In questo clima di pregiudizio, non fu difficile addossare al supposto complottismo ebraico la responsabilità della profonda crisi economica che in Germania seguì la fine della Grande Guerra; con l’elezione di Hitler a Cancelliere nel 1933, ebbe inizio il processo di discriminazione ed emarginazione degli ebrei tedeschi e la conseguente segregazione in ghetti; discriminazione che trovò copertura legislativa con le “leggi di Norimberga” del 1935 le quali, affermando l’esistenza di una superiore razza ariana, al fine di proteggere il sangue e l’onore tedesco privarono gli ebrei della cittadinanza e di qualsiasi diritto civile, rendendo loro impossibile, tra l’altro, l’esercizio di ogni impiego o professione.

Da quel momento una serie ininterrotta di leggi e atti amministrativi spogliarono gli ebrei delle loro aziende e dei loro beni: ogni pretesto, inoltre, era utile alla propaganda del regime per aizzare l’opinione pubblica contro la comunità ebraica; tutto questo culminò nelle violenze della cosiddetta “notte dei cristalli” quando, tra il 9 e il 10 novembre 1938, vennero prese d’assalto e devastate sinagoghe, abitazioni ed esercizi commerciali da parte di squadre naziste, che sobillarono la popolazione e provocarono una serie interminabile di barbarie, violenze ed arresti dimostrando, una volta per tutte, che in Germania non vi era più speranza di salvezza per gli ebrei.

Dall’emigrazione forzata si passò alle deportazioni di massa degli ebrei in campi di concentramento e di lavoro, situati soprattutto in località di confine, al sicuro da sguardi indiscreti, dove furono costretti ai lavori forzati in inumane condizioni di schiavitù e, a partire dal 1941, in campi di sterminio dove vennero allestite camere a gas e forni crematori di tipo industriale, per dare esecuzione alla “soluzione finale”: lo sterminio organizzato della razza ebraica.
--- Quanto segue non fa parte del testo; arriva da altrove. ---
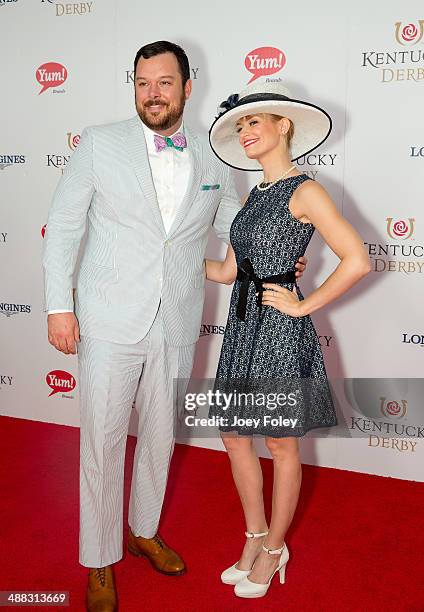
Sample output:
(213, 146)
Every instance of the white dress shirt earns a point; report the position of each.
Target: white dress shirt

Tra il 1939 ed il 1945 vennero metodicamente uccisi dal Terzo Reich circa 6 milioni di ebrei.

Sull’onda di quanto avveniva in Germania, nel 1938 il regime fascista guidato da Mussolini emanò anche in Italia leggi antisemite (le cosiddette “leggi razziali”), attraverso le quali gli ebrei italiani vennero spogliati dei loro beni e dei loro diritti civili; l’applicazione delle leggi razziali divenne più dura a seguito della proclamazione della Repubblica Sociale Italiana nel settembre 1943; tale governo fantoccio, infatti, collaborò attivamente con gli occupanti nazisti, incaricando le proprie milizie di rastrellare i circa 7.000 ebrei italiani che furono inviati nei campi di concentramento nazisti, dai quali ne  uscirono vivi soltanto 837.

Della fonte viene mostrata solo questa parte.